There seems to be themes of disillusionment and alienation running across the album - is that a fair statement?

Oh yeah definitely. When I was writing it some stuff was going down. When I was in New York I had just broken up with my girlfriend and the band was breaking up so things like that play on your mind and end up in your work. And then I was in South Korea and I was, you know…


Haha, yeah.  It’s like “I’m so lonely, so depressed”…

Was there anything that you were into sonically at the time that you wrote these songs?

Yeah there was but it probably doesn’t translate onto the record except for maybe in the second song, ‘The Starring Role’. One of our favourite bands are The Clash and I almost wish the whole album sounded more like The Clash, but maybe that’s something we can work on for the next record...stuff like that.

This is sort of a turning point for you guys in the sense that it represents a change in priorities -  you’re writing music while being focussed on other things in life, rather than pushing for careers as musicians, yeah?

I don’t think we were ever pushing for a career; there was no career focus. It was rather “we want to go travelling” and we’ll just see how long we can make it last.

Your label Arch Hill have given us some tracks, so if you could tell us about these songs a little bit that would be awesome.
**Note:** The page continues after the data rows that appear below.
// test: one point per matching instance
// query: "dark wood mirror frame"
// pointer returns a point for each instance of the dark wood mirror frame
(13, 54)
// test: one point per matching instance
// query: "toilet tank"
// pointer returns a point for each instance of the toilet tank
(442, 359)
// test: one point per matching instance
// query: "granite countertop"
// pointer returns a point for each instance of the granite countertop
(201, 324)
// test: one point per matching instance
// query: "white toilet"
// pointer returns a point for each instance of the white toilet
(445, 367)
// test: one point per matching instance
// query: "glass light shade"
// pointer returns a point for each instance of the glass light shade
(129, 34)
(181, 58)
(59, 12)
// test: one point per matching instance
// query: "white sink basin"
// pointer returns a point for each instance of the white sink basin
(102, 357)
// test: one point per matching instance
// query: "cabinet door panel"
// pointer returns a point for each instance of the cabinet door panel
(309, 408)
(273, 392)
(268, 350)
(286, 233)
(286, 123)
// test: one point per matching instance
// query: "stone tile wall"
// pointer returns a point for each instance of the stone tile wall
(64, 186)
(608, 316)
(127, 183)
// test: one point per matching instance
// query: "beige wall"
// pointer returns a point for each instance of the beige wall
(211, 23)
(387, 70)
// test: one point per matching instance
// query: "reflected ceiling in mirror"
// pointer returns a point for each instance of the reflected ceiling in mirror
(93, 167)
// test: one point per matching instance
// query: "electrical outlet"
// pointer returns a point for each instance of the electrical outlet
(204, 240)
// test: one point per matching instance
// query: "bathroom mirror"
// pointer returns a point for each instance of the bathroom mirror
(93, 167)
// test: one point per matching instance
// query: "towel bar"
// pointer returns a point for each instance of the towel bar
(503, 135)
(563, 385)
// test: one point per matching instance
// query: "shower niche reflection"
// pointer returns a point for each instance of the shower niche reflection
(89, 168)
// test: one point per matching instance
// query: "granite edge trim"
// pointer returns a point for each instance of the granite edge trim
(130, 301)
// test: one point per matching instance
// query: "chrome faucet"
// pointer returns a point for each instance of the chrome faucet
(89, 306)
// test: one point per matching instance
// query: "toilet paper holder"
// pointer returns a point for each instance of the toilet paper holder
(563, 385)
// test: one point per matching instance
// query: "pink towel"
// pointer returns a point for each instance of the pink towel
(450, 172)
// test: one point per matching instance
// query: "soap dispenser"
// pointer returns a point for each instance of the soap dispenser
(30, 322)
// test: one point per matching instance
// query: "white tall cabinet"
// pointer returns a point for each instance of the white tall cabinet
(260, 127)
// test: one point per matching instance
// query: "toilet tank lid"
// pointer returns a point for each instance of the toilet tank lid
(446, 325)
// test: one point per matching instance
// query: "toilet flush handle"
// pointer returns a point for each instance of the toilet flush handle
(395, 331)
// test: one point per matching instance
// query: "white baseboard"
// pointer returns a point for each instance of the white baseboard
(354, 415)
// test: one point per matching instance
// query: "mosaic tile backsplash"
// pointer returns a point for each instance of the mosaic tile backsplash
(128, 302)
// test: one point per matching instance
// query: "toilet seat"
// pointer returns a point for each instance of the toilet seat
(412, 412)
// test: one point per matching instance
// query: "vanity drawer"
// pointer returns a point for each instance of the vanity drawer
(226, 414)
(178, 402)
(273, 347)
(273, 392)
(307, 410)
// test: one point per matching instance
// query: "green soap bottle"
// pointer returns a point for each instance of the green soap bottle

‘It’s A Common Life’: that was written off another song. It’s a classic chord-progression and we wrote it four years ago. We had it sitting there for a long time and it went through about four different changes. We picked it up one day and decided to do something with it. Jamie did a Rolling Stones thing with it and it happened from there.

‘I Had The Starring Role’: That’s the song that was based around The Clash. We wanted to get a reggae feel across; it’s not necessarily reggae at all but we wanted a rolling bass line and we wanted it to be, ah, groovy. It’s funny to talk about these songs because I don’t really listen to the album anymore at all…

‘Song From a Short Lived TV Series’: That one was written in a day or two. Logan (Collins) and I needed to record some drums so we went around to our friend Tom’s house and wrote and recorded it over two days. The song title I saw on the Internet somewhere and thought was kind of cool; it doesn’t relate to the song at all.

‘NYC’: That’s a funny one. Everyone takes it as this “I was really disillusioned with NYC itself” but, as pretentious as it sounds I think it’s more of a metaphor for being in a band in general. New York City is this thing that everybody holds up to being the holy grail – a place we’re all after rather than the city itself. And more so it’s about being in a band in general and the things that people prioritise over the music itself.

‘No Place To Go’: That was based on ‘White Riot’ by The Clash and that one is about being young, with a student loan, even though I’m not young any more. But it’s about having a huge student loan and stressing out about getting jobs and getting by and things…

Something that our generation is pretty familiar with because we’re all a bit screwed…

Yeah, exactly, it’s about all of those things.